Unfortunately that's not the issue we have experienced. The issue is not Reader 32 bit upgrading to Reader 64 bit. The issue we've had is Reader "upgrading" to Acrobat DC Pro which requires a license. It's doing this without admin rights which is the most troubling part of the problem because then users can no longer use Acrobat on the affected system and it takes someone with admin rights to go in, uninstall Acrobat DC Pro and then re-install Acrobat Reader.
Has anyone found a solution to this?
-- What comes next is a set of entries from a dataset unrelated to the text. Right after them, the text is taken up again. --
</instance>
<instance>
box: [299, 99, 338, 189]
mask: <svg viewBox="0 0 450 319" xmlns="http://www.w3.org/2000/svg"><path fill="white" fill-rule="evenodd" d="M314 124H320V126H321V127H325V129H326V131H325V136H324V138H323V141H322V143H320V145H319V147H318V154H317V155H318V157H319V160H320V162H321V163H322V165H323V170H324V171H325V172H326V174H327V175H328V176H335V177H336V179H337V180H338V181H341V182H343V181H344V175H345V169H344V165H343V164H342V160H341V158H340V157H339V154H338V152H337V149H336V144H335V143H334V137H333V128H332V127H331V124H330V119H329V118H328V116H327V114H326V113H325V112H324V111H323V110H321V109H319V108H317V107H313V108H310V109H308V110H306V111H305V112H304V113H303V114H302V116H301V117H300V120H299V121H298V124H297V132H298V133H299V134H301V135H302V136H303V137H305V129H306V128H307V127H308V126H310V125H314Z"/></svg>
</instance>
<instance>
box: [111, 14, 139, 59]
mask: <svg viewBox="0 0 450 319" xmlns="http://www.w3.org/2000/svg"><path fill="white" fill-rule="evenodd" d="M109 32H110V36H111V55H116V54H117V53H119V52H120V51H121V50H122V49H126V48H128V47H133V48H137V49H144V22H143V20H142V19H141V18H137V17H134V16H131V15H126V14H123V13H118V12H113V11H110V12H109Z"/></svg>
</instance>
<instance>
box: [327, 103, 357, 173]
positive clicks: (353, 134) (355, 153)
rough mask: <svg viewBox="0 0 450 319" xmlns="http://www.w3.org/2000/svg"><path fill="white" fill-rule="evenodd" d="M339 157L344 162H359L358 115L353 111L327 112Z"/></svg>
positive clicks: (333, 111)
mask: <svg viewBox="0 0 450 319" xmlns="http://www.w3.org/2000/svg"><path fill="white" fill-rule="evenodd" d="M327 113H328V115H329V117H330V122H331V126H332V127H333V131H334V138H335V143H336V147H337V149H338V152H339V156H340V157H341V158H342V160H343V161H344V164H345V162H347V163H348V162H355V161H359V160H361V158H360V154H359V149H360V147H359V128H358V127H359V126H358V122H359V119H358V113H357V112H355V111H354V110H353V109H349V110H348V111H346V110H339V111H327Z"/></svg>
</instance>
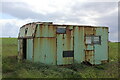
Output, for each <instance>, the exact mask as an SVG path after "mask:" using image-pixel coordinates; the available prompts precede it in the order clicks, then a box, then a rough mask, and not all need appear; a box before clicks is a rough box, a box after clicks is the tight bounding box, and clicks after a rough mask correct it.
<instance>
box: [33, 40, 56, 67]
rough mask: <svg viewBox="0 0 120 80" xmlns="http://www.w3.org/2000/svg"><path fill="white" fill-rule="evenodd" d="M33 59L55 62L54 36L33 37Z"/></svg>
mask: <svg viewBox="0 0 120 80" xmlns="http://www.w3.org/2000/svg"><path fill="white" fill-rule="evenodd" d="M34 61H35V62H42V63H46V64H52V65H55V64H56V38H34Z"/></svg>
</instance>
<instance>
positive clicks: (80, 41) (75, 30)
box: [74, 26, 85, 63]
mask: <svg viewBox="0 0 120 80" xmlns="http://www.w3.org/2000/svg"><path fill="white" fill-rule="evenodd" d="M74 60H75V61H76V62H78V63H81V62H82V61H84V60H85V52H84V27H77V26H76V27H74Z"/></svg>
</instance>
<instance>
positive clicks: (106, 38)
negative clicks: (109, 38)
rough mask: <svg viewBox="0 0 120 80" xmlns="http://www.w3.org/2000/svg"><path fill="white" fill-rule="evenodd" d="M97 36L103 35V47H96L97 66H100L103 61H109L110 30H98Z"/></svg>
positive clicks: (102, 36) (103, 29)
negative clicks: (101, 61)
mask: <svg viewBox="0 0 120 80" xmlns="http://www.w3.org/2000/svg"><path fill="white" fill-rule="evenodd" d="M96 35H101V45H94V46H95V64H100V63H101V61H102V60H108V29H107V28H96Z"/></svg>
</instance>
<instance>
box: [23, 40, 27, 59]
mask: <svg viewBox="0 0 120 80" xmlns="http://www.w3.org/2000/svg"><path fill="white" fill-rule="evenodd" d="M26 45H27V40H26V39H23V59H26V53H27V50H26V49H27V46H26Z"/></svg>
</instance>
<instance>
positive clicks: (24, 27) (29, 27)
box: [19, 24, 36, 38]
mask: <svg viewBox="0 0 120 80" xmlns="http://www.w3.org/2000/svg"><path fill="white" fill-rule="evenodd" d="M35 28H36V24H28V25H25V27H22V28H20V35H19V38H25V37H33V35H34V33H35Z"/></svg>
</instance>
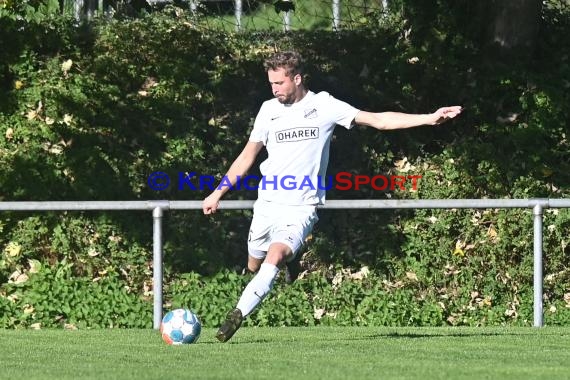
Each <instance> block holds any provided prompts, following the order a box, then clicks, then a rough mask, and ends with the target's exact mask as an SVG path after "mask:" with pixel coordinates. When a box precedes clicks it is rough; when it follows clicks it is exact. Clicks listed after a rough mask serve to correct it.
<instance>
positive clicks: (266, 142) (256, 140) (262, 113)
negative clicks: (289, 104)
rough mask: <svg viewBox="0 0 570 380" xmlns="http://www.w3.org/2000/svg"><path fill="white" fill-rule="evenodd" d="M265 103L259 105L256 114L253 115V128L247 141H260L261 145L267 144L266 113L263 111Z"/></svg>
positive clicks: (266, 114) (265, 144)
mask: <svg viewBox="0 0 570 380" xmlns="http://www.w3.org/2000/svg"><path fill="white" fill-rule="evenodd" d="M265 110H266V107H265V104H263V105H262V106H261V108H260V109H259V112H258V113H257V116H256V117H255V122H254V123H253V130H252V131H251V133H250V135H249V141H251V142H262V143H263V145H267V133H268V131H267V128H266V126H267V121H266V120H267V113H266V112H265Z"/></svg>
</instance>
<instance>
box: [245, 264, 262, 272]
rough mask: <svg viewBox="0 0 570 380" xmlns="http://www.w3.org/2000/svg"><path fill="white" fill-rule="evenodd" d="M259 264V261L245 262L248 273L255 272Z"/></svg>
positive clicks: (259, 264) (259, 265)
mask: <svg viewBox="0 0 570 380" xmlns="http://www.w3.org/2000/svg"><path fill="white" fill-rule="evenodd" d="M260 266H261V264H260V263H247V271H248V272H249V273H257V271H258V270H259V267H260Z"/></svg>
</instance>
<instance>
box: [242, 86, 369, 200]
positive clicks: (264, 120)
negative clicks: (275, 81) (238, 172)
mask: <svg viewBox="0 0 570 380" xmlns="http://www.w3.org/2000/svg"><path fill="white" fill-rule="evenodd" d="M358 112H359V110H358V109H357V108H354V107H353V106H351V105H349V104H348V103H345V102H343V101H340V100H338V99H336V98H334V97H333V96H332V95H330V94H329V93H327V92H319V93H318V94H315V93H314V92H312V91H309V92H308V93H307V94H306V95H305V97H304V98H303V99H301V100H300V101H299V102H297V103H293V104H281V103H279V101H278V100H277V99H271V100H267V101H265V102H264V103H263V105H262V106H261V108H260V110H259V113H258V114H257V117H256V119H255V124H254V126H253V130H252V132H251V135H250V138H249V141H252V142H262V143H263V144H264V145H265V147H266V149H267V153H268V157H267V159H266V160H265V161H263V163H262V164H261V166H260V170H261V174H262V179H261V180H260V182H259V184H258V186H259V187H258V196H259V198H260V199H263V200H265V201H268V202H275V203H278V204H285V205H316V204H324V202H325V189H326V188H327V186H330V185H331V181H329V180H328V179H327V178H326V170H327V165H328V161H329V147H330V141H331V137H332V134H333V130H334V127H335V126H336V125H337V124H339V125H342V126H344V127H345V128H347V129H350V128H352V125H353V124H352V122H353V121H354V118H355V117H356V114H357V113H358Z"/></svg>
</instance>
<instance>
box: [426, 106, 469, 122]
mask: <svg viewBox="0 0 570 380" xmlns="http://www.w3.org/2000/svg"><path fill="white" fill-rule="evenodd" d="M462 110H463V109H462V108H461V106H451V107H441V108H440V109H438V110H437V111H435V112H434V113H433V115H434V118H435V123H434V125H437V124H441V123H444V122H446V121H447V120H449V119H453V118H454V117H456V116H457V115H459V114H460V113H461V111H462Z"/></svg>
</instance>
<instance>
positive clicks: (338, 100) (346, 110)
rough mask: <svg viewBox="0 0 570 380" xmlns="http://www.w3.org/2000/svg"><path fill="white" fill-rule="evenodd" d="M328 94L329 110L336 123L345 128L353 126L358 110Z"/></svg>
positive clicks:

I am having the same issue with Acrobat Reader somehow upgrading to Acrobat Pro. I have unistalled Pro and reinstalled Reader, only to have it upgrade the next day. In addition to users being unable to open .pdf files because they don't have an Acrobat Pro license, the upgrade process appears to be crashing the Citrix Printer Management service, which prevents printer redirect from the client computer.
Seems we might have one user with a full Pro subscription on his local machine logging onto the shared remote desktop server where free Adobe Reader DC is installed and this is upgrading the free Adobe Reader DC to the Adobe Acrobat Pro DC and then this is prompting all the users to Sign in, which they of course can't.
Hi, I managed to stop it from upgrading by stopping the adobe service in services.msc and changing the login to a user account with the incorrect password. so if it tried to upgrade it would try with an incorrect account password
>What's the issue you're having
Exactly what was stated in the original post.
>If it's Reader upgrading to Pro, that mystery was solved
Maybe, but the reg setting still does not work.
No staff are clicking on the dopey above "paid buttons for turning pages" button thing in reader.